İkincisi değişim ihtiyacı vardır deyip değişimi arkadan takip
etmesi. Üçüncüsü, değişimi baştan reddeden bir tavır, bu hiç ümit
vaat etmiyor. Suriye gibi ülkeler bu değişimi kendisi yönetsin
istiyoruz, şiddet oluşmasın. Bir reform takvimi koyu bunu bunu
yapacağım dersen o zaman şiddete başvuranları güvenlik tedbir
uygularsınız. Ama bunu böyle yapmadığınız zaman halkın haklı bazı
talepleri var. Ama aynı anda terör unsurları da var, ikisini ayırt
etmek imkanı kalmıyor. Örgütlü bir muhalefetin olmaması ortada bir
muhatabın olmamasını da sağlıyor. Ben bu süreci tarihin doğal akışı
olarak görüyorum. Yolun sonu hakkında ümidim var. Farklı olan bu
sürecin doğallık içinde yaşanmasını arzu ediyorduk ama bir patlama
şekliden oldu. Bu bizim bölgemizde de biraz uzun sürebilir biraz
sancılı olabilir ama daha az sancılı olabilmesi için hepimizin
çabası lazım. Şu an itibariyle uluslararası müdahalenin şartları
oluşmuş değil, biz bunu arzu da etmeyiz. İnşallah reform süreci
hızlandırılır ve olaylar kontrol altına alınır. Suriye herhangi bir
ülke değil. Ortadoğu’nun üç ana konusuna komşu olan tek ülke.

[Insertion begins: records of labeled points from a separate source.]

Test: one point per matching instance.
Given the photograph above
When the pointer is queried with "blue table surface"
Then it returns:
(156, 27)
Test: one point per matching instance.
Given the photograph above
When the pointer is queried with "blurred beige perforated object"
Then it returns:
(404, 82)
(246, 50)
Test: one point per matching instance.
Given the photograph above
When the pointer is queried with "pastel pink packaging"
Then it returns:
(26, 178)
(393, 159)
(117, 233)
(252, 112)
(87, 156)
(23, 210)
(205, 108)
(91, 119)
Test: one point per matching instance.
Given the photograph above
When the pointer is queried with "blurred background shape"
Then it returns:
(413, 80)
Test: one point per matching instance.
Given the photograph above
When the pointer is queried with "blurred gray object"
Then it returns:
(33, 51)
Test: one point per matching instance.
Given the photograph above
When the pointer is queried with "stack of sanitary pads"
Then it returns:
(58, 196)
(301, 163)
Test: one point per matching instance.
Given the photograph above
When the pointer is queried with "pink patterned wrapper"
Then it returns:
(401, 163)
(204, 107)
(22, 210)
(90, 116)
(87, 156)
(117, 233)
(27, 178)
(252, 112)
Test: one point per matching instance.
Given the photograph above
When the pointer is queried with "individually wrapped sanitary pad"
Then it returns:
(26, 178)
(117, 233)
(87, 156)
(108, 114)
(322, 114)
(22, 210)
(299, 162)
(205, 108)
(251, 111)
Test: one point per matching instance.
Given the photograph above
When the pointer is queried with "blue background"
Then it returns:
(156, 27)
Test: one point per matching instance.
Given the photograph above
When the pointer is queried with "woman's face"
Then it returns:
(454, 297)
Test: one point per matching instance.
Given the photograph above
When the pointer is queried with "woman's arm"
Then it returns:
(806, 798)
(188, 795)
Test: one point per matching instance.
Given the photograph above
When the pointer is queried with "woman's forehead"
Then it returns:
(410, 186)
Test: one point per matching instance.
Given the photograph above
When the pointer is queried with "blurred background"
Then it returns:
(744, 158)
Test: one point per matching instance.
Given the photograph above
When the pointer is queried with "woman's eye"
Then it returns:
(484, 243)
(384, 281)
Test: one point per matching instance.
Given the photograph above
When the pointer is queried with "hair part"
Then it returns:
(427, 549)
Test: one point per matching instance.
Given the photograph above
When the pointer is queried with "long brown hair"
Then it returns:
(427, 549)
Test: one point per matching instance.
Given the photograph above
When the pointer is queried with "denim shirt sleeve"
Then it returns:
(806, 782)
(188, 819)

Filistin, Lübnan, Irak. Mısır, Tunus ve Libya gibi daha homojen bir
toplumda değil. Suriye konusunda herkesin olumlu katkıda bulunması
lazımdır.
Economist’teki editörlerle bir yerde karşılaşsanız o
yazıdan sonra ne derdiniz?
Aslıdan bazı muhabirleriyle görüşmelerimiz oldu. Doğrusu ben böyle
bir yönlendirmenin uluslararası basın etiği açısından da doğru
olmadığını ve bizi şaşırttığını ifade etmeliyim. Economist sadece
bir analiz yapmıyor, dönüp Türk halkına şöyle oy kullanmalısınız
aksi halde otoriter eğilim artar deme hakkına kimse sahip değil.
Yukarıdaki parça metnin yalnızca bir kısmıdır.